Like many good storytellers, however, Bujalski trades breadth for depth, transcending his narrow social parameters by zeroing in on individuals. For all three of his films he’s reversed the typical practice of creating characters and casting actors to play them; instead he starts with people he knows socially and invents a story around them. Beeswax is about a pair of twins, Jeannie (Tilly Hatcher) and Lauren (Maggie Hatcher)—one of whom, Jeannie, is paraplegic. Though their facial features are identical, Lauren is conventionally slim, while Jeannie is built like someone who’s spent years in a wheelchair—she has a pronounced gut but muscular arms and shoulders. In a Hollywood movie this odd comparison-contrast would be the locus of the story, but in Beeswax, aside from a handful of scenes in which Jeannie requires minor physical assistance, it barely figures at all. The characters seem more real when their idiosyncrasies are taken for granted.

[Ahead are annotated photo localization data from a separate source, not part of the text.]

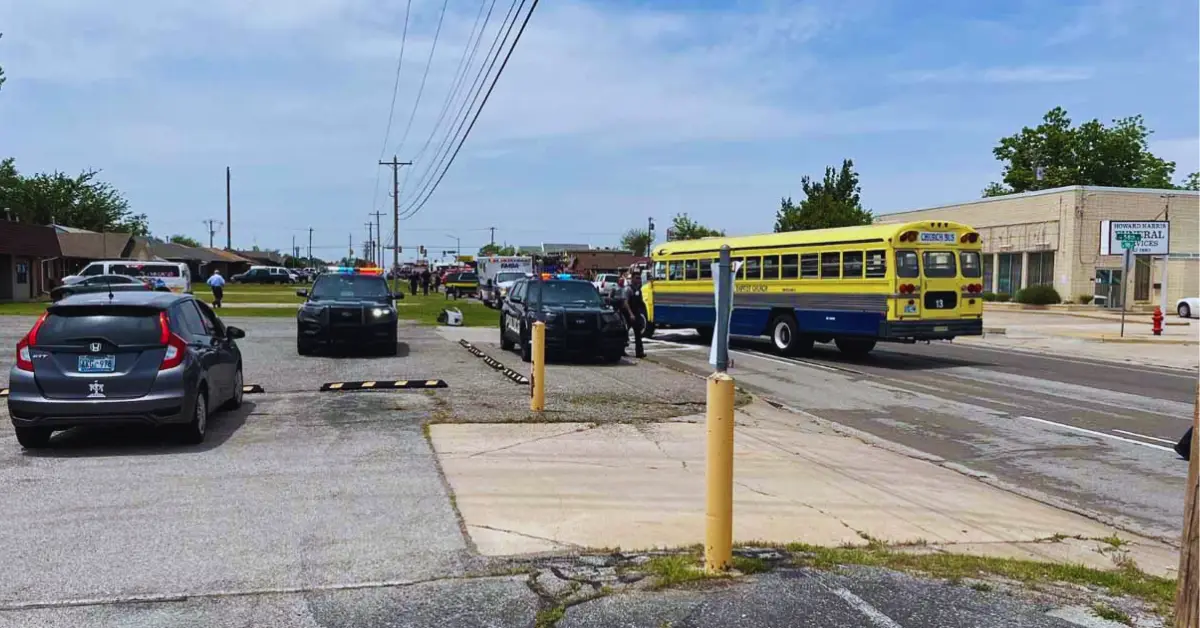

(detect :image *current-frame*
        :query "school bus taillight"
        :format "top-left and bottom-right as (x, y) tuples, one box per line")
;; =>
(899, 283), (917, 294)
(963, 283), (983, 294)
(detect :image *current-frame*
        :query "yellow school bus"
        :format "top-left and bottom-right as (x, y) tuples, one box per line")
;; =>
(644, 221), (984, 356)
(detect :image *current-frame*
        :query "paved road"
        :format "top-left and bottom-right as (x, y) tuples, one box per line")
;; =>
(645, 330), (1196, 541)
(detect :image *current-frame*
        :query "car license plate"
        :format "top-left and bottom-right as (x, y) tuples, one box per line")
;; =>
(933, 325), (949, 332)
(78, 354), (116, 373)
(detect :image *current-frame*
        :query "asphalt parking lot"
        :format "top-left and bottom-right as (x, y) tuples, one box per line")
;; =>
(0, 314), (709, 625)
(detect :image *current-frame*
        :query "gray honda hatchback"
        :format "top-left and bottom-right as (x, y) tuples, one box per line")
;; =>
(7, 291), (246, 449)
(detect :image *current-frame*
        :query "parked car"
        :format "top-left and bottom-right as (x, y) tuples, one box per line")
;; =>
(64, 261), (192, 294)
(51, 275), (160, 302)
(1176, 297), (1199, 319)
(593, 273), (622, 298)
(232, 266), (295, 284)
(6, 291), (246, 449)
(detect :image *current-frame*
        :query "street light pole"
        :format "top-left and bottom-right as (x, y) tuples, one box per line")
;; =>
(447, 234), (460, 259)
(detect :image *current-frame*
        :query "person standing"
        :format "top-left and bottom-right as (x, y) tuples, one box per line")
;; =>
(207, 270), (226, 309)
(421, 268), (431, 296)
(409, 271), (419, 296)
(619, 273), (647, 359)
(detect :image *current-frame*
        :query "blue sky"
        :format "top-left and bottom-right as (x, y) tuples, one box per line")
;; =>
(1, 0), (1197, 261)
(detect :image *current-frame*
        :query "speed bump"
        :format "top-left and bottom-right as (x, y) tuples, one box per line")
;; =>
(458, 340), (530, 385)
(320, 380), (447, 392)
(243, 384), (266, 394)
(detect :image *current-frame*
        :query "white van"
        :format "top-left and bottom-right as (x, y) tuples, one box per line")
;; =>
(64, 260), (192, 293)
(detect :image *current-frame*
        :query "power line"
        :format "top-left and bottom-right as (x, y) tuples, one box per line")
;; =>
(394, 0), (452, 160)
(400, 0), (539, 220)
(370, 0), (414, 215)
(399, 0), (524, 213)
(402, 0), (499, 178)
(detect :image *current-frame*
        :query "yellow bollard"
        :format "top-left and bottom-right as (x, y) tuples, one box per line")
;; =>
(530, 321), (546, 412)
(705, 371), (736, 573)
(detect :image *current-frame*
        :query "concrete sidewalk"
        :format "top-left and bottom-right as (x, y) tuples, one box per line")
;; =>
(963, 310), (1199, 369)
(430, 402), (1179, 577)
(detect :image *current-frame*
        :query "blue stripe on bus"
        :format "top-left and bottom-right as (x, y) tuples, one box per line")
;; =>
(653, 304), (883, 337)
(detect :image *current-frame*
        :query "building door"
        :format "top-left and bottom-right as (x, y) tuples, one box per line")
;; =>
(1094, 269), (1123, 308)
(1134, 256), (1151, 302)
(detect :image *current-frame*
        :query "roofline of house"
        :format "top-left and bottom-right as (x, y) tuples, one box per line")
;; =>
(878, 185), (1199, 218)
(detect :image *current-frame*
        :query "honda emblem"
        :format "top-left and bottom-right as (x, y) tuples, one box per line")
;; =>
(90, 342), (102, 353)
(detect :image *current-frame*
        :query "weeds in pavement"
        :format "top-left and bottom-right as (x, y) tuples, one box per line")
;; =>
(1091, 602), (1132, 625)
(645, 555), (710, 589)
(534, 606), (565, 628)
(731, 556), (771, 574)
(969, 581), (993, 592)
(786, 543), (1175, 615)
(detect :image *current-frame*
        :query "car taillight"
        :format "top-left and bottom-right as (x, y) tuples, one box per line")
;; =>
(15, 337), (33, 372)
(160, 334), (187, 370)
(157, 311), (186, 370)
(27, 311), (48, 345)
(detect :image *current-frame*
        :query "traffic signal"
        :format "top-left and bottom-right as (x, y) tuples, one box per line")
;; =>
(419, 246), (426, 257)
(397, 246), (402, 253)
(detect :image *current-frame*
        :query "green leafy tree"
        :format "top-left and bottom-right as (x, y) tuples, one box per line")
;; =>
(1179, 172), (1200, 191)
(668, 213), (724, 241)
(478, 243), (517, 256)
(619, 228), (652, 256)
(0, 160), (148, 234)
(984, 107), (1177, 196)
(169, 234), (202, 247)
(775, 159), (873, 232)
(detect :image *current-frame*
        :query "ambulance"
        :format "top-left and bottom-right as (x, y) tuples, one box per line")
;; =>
(477, 256), (533, 308)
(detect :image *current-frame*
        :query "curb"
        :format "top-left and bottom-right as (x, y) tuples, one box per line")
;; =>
(982, 327), (1007, 335)
(1094, 336), (1199, 346)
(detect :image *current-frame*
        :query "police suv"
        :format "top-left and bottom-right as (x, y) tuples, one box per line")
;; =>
(295, 267), (402, 355)
(499, 275), (628, 363)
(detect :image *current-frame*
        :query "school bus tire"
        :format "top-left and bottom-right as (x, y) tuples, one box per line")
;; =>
(695, 326), (714, 343)
(769, 314), (810, 356)
(835, 337), (876, 357)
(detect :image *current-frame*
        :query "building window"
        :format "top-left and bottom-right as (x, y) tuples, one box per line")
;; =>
(15, 262), (29, 285)
(982, 255), (994, 292)
(1027, 251), (1055, 288)
(996, 253), (1023, 295)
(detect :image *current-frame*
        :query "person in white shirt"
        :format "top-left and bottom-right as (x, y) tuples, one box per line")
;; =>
(207, 270), (226, 308)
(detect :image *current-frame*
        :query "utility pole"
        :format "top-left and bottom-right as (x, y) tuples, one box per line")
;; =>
(648, 217), (656, 256)
(370, 211), (386, 268)
(307, 227), (313, 268)
(225, 167), (232, 250)
(202, 219), (224, 248)
(348, 233), (353, 265)
(291, 235), (296, 268)
(379, 156), (412, 293)
(490, 227), (496, 247)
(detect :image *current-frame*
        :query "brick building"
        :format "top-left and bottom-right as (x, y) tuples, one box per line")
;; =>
(876, 186), (1199, 308)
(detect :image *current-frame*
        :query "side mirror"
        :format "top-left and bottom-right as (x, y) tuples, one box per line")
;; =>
(226, 326), (246, 339)
(296, 289), (308, 297)
(391, 292), (404, 301)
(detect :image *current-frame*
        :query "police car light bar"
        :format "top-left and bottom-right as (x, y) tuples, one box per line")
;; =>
(327, 266), (384, 275)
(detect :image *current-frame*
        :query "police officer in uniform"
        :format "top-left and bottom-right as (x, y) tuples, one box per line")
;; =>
(620, 273), (647, 359)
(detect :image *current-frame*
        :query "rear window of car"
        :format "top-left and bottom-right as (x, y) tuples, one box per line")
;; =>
(37, 307), (163, 345)
(110, 264), (181, 278)
(457, 273), (477, 281)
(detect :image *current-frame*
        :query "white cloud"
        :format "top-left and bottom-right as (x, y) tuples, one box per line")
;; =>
(890, 65), (1095, 84)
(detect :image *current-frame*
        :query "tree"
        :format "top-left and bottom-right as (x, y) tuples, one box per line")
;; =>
(1180, 172), (1200, 191)
(169, 234), (202, 247)
(775, 159), (873, 232)
(668, 213), (724, 241)
(619, 228), (652, 256)
(0, 160), (149, 234)
(478, 243), (516, 256)
(984, 107), (1177, 196)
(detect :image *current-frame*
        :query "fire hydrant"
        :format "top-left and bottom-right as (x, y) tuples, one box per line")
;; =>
(1152, 306), (1164, 336)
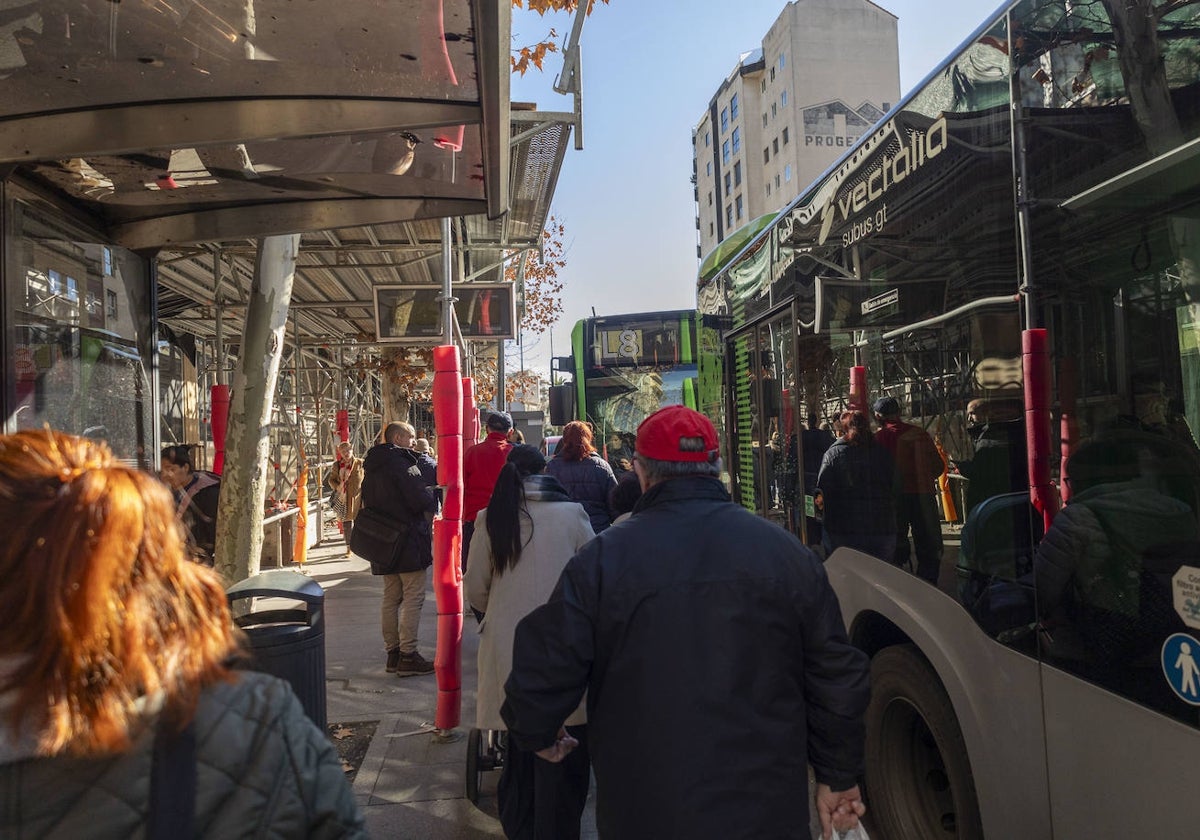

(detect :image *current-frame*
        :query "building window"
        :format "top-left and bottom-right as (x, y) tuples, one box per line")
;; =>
(709, 222), (714, 237)
(781, 89), (788, 106)
(705, 131), (711, 147)
(779, 53), (786, 70)
(760, 80), (766, 93)
(721, 107), (729, 133)
(726, 204), (733, 227)
(735, 194), (744, 220)
(724, 172), (731, 193)
(783, 127), (789, 145)
(708, 191), (713, 206)
(763, 147), (770, 164)
(770, 66), (775, 82)
(775, 174), (781, 188)
(785, 164), (792, 182)
(722, 139), (730, 164)
(706, 161), (712, 177)
(730, 93), (739, 120)
(732, 127), (741, 154)
(771, 103), (777, 118)
(762, 113), (768, 128)
(106, 288), (118, 320)
(734, 161), (742, 186)
(766, 182), (771, 197)
(773, 137), (779, 154)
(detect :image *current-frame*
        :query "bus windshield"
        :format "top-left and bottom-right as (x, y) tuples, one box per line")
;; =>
(584, 364), (695, 436)
(562, 309), (702, 463)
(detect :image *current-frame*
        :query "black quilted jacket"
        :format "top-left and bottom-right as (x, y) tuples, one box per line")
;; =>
(0, 673), (366, 839)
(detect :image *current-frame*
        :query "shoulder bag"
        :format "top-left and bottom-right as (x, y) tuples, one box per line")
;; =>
(351, 507), (411, 575)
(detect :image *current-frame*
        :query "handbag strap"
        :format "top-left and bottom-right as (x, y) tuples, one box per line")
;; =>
(148, 717), (197, 840)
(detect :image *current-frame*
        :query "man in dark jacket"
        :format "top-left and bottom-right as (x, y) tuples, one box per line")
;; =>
(501, 405), (870, 840)
(360, 421), (437, 676)
(873, 396), (945, 583)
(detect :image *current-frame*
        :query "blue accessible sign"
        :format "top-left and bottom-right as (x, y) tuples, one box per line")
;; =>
(1161, 633), (1200, 706)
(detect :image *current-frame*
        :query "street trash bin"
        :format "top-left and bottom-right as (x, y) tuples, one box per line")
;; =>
(227, 569), (326, 730)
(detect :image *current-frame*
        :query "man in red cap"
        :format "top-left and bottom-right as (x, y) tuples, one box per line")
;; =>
(501, 405), (870, 840)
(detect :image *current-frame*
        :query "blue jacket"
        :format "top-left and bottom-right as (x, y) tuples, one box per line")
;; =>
(817, 438), (896, 538)
(546, 453), (617, 532)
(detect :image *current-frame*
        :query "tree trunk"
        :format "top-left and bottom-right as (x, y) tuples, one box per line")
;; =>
(214, 234), (300, 583)
(381, 347), (412, 426)
(1103, 0), (1200, 304)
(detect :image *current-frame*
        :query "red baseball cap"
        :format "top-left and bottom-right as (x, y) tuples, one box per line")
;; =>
(636, 405), (719, 463)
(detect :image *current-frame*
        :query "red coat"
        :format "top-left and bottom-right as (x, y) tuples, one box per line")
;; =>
(463, 431), (513, 522)
(875, 418), (943, 495)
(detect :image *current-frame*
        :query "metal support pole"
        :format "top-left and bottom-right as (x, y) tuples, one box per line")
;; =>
(496, 339), (506, 411)
(442, 217), (454, 344)
(213, 251), (225, 386)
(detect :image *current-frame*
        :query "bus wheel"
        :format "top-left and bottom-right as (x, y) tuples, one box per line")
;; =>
(865, 644), (983, 840)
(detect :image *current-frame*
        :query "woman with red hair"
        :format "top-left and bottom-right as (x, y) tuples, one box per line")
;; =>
(0, 430), (365, 837)
(546, 421), (618, 532)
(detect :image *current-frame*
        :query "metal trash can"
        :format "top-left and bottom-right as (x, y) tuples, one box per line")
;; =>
(227, 569), (326, 730)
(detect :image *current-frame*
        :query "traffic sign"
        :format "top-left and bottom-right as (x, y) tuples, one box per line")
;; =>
(1161, 633), (1200, 706)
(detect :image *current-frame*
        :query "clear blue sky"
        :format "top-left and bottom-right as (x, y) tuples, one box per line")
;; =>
(508, 0), (1005, 374)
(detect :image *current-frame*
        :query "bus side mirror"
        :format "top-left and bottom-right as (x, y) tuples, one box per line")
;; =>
(549, 384), (574, 426)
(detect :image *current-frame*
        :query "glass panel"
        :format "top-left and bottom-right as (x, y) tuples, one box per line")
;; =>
(727, 331), (757, 512)
(0, 0), (479, 116)
(766, 313), (802, 536)
(5, 198), (154, 467)
(581, 313), (698, 470)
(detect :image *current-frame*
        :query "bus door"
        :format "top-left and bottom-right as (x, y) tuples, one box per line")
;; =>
(725, 309), (801, 535)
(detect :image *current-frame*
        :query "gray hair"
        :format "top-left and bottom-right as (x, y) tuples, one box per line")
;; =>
(636, 454), (722, 486)
(384, 421), (415, 444)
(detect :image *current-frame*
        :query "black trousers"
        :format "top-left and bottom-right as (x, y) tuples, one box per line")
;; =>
(893, 492), (943, 584)
(498, 725), (591, 840)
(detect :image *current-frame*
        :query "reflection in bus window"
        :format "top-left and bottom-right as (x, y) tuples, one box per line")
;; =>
(1035, 431), (1200, 722)
(5, 198), (153, 467)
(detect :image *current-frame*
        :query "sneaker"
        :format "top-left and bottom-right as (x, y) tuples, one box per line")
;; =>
(385, 647), (401, 673)
(395, 650), (435, 677)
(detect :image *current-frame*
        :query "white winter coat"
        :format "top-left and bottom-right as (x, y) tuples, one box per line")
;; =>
(466, 474), (594, 730)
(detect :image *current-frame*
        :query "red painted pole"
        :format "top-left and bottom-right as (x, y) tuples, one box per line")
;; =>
(431, 345), (463, 730)
(462, 377), (479, 451)
(210, 384), (230, 474)
(336, 409), (349, 443)
(849, 366), (867, 414)
(1023, 329), (1060, 530)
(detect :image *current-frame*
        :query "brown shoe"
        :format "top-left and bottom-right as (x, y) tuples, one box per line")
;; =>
(395, 650), (435, 676)
(385, 647), (401, 673)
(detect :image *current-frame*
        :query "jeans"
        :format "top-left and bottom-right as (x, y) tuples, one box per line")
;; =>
(381, 569), (426, 653)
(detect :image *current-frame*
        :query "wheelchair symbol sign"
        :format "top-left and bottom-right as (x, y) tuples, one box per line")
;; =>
(1162, 633), (1200, 706)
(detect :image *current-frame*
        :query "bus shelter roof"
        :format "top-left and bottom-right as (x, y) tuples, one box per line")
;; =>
(155, 109), (573, 349)
(0, 0), (576, 349)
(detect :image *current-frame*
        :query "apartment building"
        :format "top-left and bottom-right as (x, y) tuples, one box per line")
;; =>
(693, 0), (900, 261)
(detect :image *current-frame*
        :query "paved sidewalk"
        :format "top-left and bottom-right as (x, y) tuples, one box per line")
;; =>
(291, 523), (598, 839)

Taubin called Bujalski “a poet of demurral, hesitation, and noncommitment,” and one reason the mumblecore tag stuck is that it so aptly reflects the verbal groping and mushy equivocation common to many of the films. Yet Bujalski’s portraits of Generation Whatever can be remarkably exacting once you get past the dialogue to the characters’ actual behavior. Beeswax, as its title suggests, considers not just love relationships but business relationships, and the similarities between them are striking. Jeannie, who runs the clothing shop, is having serious communication problems with her business partner and is beginning to worry about getting sued. Her old boyfriend, Merrill (Alex Karpovsky), is a law student preparing to take the bar, and when she meets up with him to get his advice on the situation, they wind up going to bed together. Before long their romance has started up again, and though neither of them ever admits it, Merrill’s biggest attraction is his ability to calm her fears about her rapidly deteriorating business situation.